Freelance contracts or freelance workers within the TV and Film industry are under a self-employed contract where they can be hired by a production producer/ director or even a human resources employee. This work pattern is varied as it differs so much from a fixed-term work pattern. Here the freelance work is practically free to work whenever they want, and will get paid depending on the work times whereas a fixed-term contract allows for you to be paid on an hourly rate. 

Irregular patterns is where there is no fixed term contract. Some employees working within the TV and film industry may work irregular patterns which means their working time is not fixed and they can work for a different amount of hours on different days, they don't have a exact schedule or timetable of hours they work on each day. They can also work over time, when a person does overtime they get paid extra on top of their normal wage for working over or working unsociable hours.They can be working from early morning until afternoon, or late afternoon till late evening or throughout the night. A director would have irregular patterns during their work, they could be working from early morning till late afternoon or late afternoon till late evening or throughout the night, their hours will vary. 

Confidentiality                                                                             
Typical Confidentiality Agreement 
Confidentiality or otherwise sometimes referred to as non-disclosure agreements , in the TV and Film industry is vital as it could mean the difference between a production being successful to it being unsuccessful.

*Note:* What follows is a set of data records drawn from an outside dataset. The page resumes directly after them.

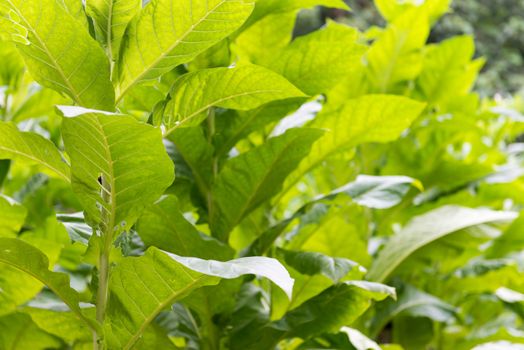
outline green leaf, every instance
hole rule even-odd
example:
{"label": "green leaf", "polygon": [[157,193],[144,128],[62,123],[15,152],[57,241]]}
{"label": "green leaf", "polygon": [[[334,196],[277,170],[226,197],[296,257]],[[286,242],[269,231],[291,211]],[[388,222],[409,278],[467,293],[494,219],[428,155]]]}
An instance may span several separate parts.
{"label": "green leaf", "polygon": [[329,131],[313,146],[284,185],[287,192],[309,171],[339,152],[366,142],[389,142],[420,115],[424,104],[402,96],[365,95],[320,113],[308,126]]}
{"label": "green leaf", "polygon": [[524,345],[508,341],[494,341],[477,345],[471,350],[524,350]]}
{"label": "green leaf", "polygon": [[286,13],[315,6],[349,10],[349,7],[343,0],[257,0],[255,10],[249,18],[246,26],[259,21],[264,16],[270,14]]}
{"label": "green leaf", "polygon": [[475,43],[470,36],[458,36],[431,46],[417,85],[432,103],[444,103],[466,95],[484,61],[474,60]]}
{"label": "green leaf", "polygon": [[342,327],[340,332],[347,334],[348,340],[355,347],[355,350],[382,350],[377,343],[357,329]]}
{"label": "green leaf", "polygon": [[349,281],[332,286],[278,321],[259,327],[246,322],[244,327],[235,330],[231,349],[272,349],[284,338],[308,339],[335,333],[362,315],[372,300],[380,301],[388,296],[394,298],[395,290],[378,283]]}
{"label": "green leaf", "polygon": [[[92,309],[94,311],[94,309]],[[93,334],[80,322],[75,314],[68,311],[54,311],[38,308],[23,308],[23,312],[31,316],[33,322],[42,330],[67,341],[89,342]]]}
{"label": "green leaf", "polygon": [[294,98],[270,102],[250,111],[236,112],[227,118],[216,118],[216,152],[226,155],[243,138],[263,132],[267,125],[275,123],[296,111],[306,98]]}
{"label": "green leaf", "polygon": [[[151,273],[153,271],[154,273]],[[291,294],[293,280],[277,260],[253,257],[228,262],[166,254],[150,248],[145,256],[126,258],[111,275],[111,300],[106,321],[110,347],[130,349],[163,310],[194,290],[255,274],[271,279]]]}
{"label": "green leaf", "polygon": [[142,9],[142,0],[87,0],[86,12],[93,18],[97,39],[116,60],[127,24]]}
{"label": "green leaf", "polygon": [[429,36],[425,11],[406,11],[390,23],[365,55],[367,73],[375,90],[392,90],[412,80],[422,69],[421,49]]}
{"label": "green leaf", "polygon": [[277,194],[322,133],[316,129],[291,129],[229,160],[213,187],[213,233],[221,240],[227,239],[247,214]]}
{"label": "green leaf", "polygon": [[346,193],[359,205],[387,209],[400,203],[412,186],[422,190],[418,180],[407,176],[359,175],[354,182],[336,189],[331,195]]}
{"label": "green leaf", "polygon": [[84,11],[84,3],[82,1],[58,0],[58,2],[71,16],[73,16],[73,18],[82,23],[86,28],[88,27],[86,13]]}
{"label": "green leaf", "polygon": [[44,137],[21,132],[14,124],[0,122],[0,159],[20,159],[45,167],[69,182],[69,166],[56,146]]}
{"label": "green leaf", "polygon": [[49,270],[49,259],[37,248],[16,238],[0,237],[0,263],[19,270],[46,285],[91,329],[95,322],[81,311],[78,293],[69,286],[69,276]]}
{"label": "green leaf", "polygon": [[148,207],[136,229],[146,246],[177,255],[228,260],[234,253],[227,245],[199,232],[189,223],[174,196],[165,196]]}
{"label": "green leaf", "polygon": [[[0,4],[9,11],[12,39],[36,81],[81,106],[114,109],[107,57],[63,4],[56,0],[42,0],[38,6],[24,0]],[[67,30],[57,29],[58,25]]]}
{"label": "green leaf", "polygon": [[382,282],[418,249],[454,232],[482,224],[508,222],[513,212],[444,206],[412,219],[394,235],[373,262],[368,279]]}
{"label": "green leaf", "polygon": [[124,35],[118,99],[133,85],[158,78],[227,37],[253,7],[251,0],[149,2]]}
{"label": "green leaf", "polygon": [[16,237],[27,210],[13,199],[0,194],[0,237]]}
{"label": "green leaf", "polygon": [[46,350],[60,349],[62,342],[42,331],[29,315],[13,313],[0,317],[0,349]]}
{"label": "green leaf", "polygon": [[268,67],[309,95],[325,93],[359,62],[365,47],[356,44],[357,37],[354,28],[329,22],[295,39]]}
{"label": "green leaf", "polygon": [[292,250],[278,250],[286,264],[293,267],[303,275],[324,275],[333,282],[339,282],[349,271],[359,268],[362,272],[366,270],[354,261],[344,258],[333,258],[315,252],[302,252]]}
{"label": "green leaf", "polygon": [[270,70],[249,65],[199,70],[180,77],[164,110],[165,135],[199,124],[210,107],[237,110],[257,108],[275,100],[304,94]]}
{"label": "green leaf", "polygon": [[249,62],[260,65],[272,62],[291,42],[297,13],[295,9],[269,14],[243,30],[234,46],[240,60],[246,57]]}
{"label": "green leaf", "polygon": [[395,298],[395,289],[383,284],[349,281],[333,286],[289,312],[285,324],[289,336],[310,338],[336,332],[350,325],[371,305],[371,300]]}
{"label": "green leaf", "polygon": [[60,107],[72,185],[86,218],[103,232],[135,223],[173,182],[160,130],[130,116]]}
{"label": "green leaf", "polygon": [[377,336],[382,328],[397,316],[427,317],[446,322],[456,316],[457,310],[439,298],[411,285],[397,288],[398,300],[387,300],[377,306],[370,332]]}

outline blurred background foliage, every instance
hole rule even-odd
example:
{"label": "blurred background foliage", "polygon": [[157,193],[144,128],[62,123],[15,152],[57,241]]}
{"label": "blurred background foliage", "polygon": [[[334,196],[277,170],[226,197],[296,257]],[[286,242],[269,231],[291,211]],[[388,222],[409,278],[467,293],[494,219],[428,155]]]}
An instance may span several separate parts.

It is mainly designed to protect information given by one party to another, in this case it would be the production team and actors that will sign a confidentiality agreement not to disclose of any information of the tv programme or film they're working on. 
Many if not all productions must have this agreement signed before the film or tv programme is released to the public. If not, it is likely that someone in the production team will leak information about the production which will obviously cause hazards in terms of privacy and individuality. 
Whilst having a confidentiality agreement can be helpful in making sure that information is kept undisclosed until the release date, there are also limitations which create some  
Some of the limitations to a confidentiality agreement is that it is not always binding to the person or people who sign it. This means that unintended or accidental disclosure of information will not mean the person who signed the agreement is liable for any offences, therefore does this mean that the agreement isn't completely a guard for valuable information? 
Another limitation is that it can be seen as a compromise between the disclosure's desire to secure the information and the others desire to be free from legal repercussions. This makes it quite hard for the agreement to stay completely safe and secure.  It is these limitations which can sometimes lead to information sometimes very private being leaked to the public. I have researched into real examples of big media companies having their confidentiality. On the other hand some breaches of confidentiality can result in an unexpected turnout, which actually benefits the company in sales and revenue rather than puts them at a disadvantage. For instance I have found one case where a leak had occurred of a movie trailer, this leak turned out to be a benefit rather than a downfall for the company. 
Case study 



Case study 















This shows that although a breach of confidentiality agreements can result in disaster, there are sometimes occurrences where it becomes almost a important part of a company's success story. 


https://www.scu.edu/ethics/focus-areas/business-ethics/resources/leaked-movie-trailer/ 
(http://www.netlawman.co.uk/ia/confidentiality-agreement-limitations (Web page)

Exclusivity
An exclusive agreement is when a company or individual has a contract where they work only for the specific company, or they only specifically provide the company with certain goods, this is when the person who has signed the exclusive agreement cannot work with other companies, as they have an contract to only supply/work for the company that they have signed with. When the agreement is formed the party supplying the goods can only exclusively supply the goods to the buyer, if they supply to any other parties/companies then they will have broken the agreement and may face legal action by the other company, however breaking the agreement is very unlikely as it is mutually beneficial to both companies people.
These type of agreement are usually between two companies that want to have an edge in the competition and beat out it's rivals to make sure they have the most customers, the agreement will usually be between a broadcasting company or a company that shows a variety of programmes to it's viewers, and if they see a standalone company specialising in one thing, they will approach the relatively smaller company to allow for a mutual growth, this is good for the standalone company as they will have monopsony power and allow for them to generate higher revenue. This is also good for the 'parent' company as if the previous watchers of the programmes the stand-alone company aired, has to now be watched on the bigger company which leads the consumer to have no choice but to watch it on the buyer's channels. This then creates a monopoly of those programmes as they are the only provider of the programs onto the market, so they generate a lot more revenue as the consumers have no choice or substitute for the exclusive shows that they have.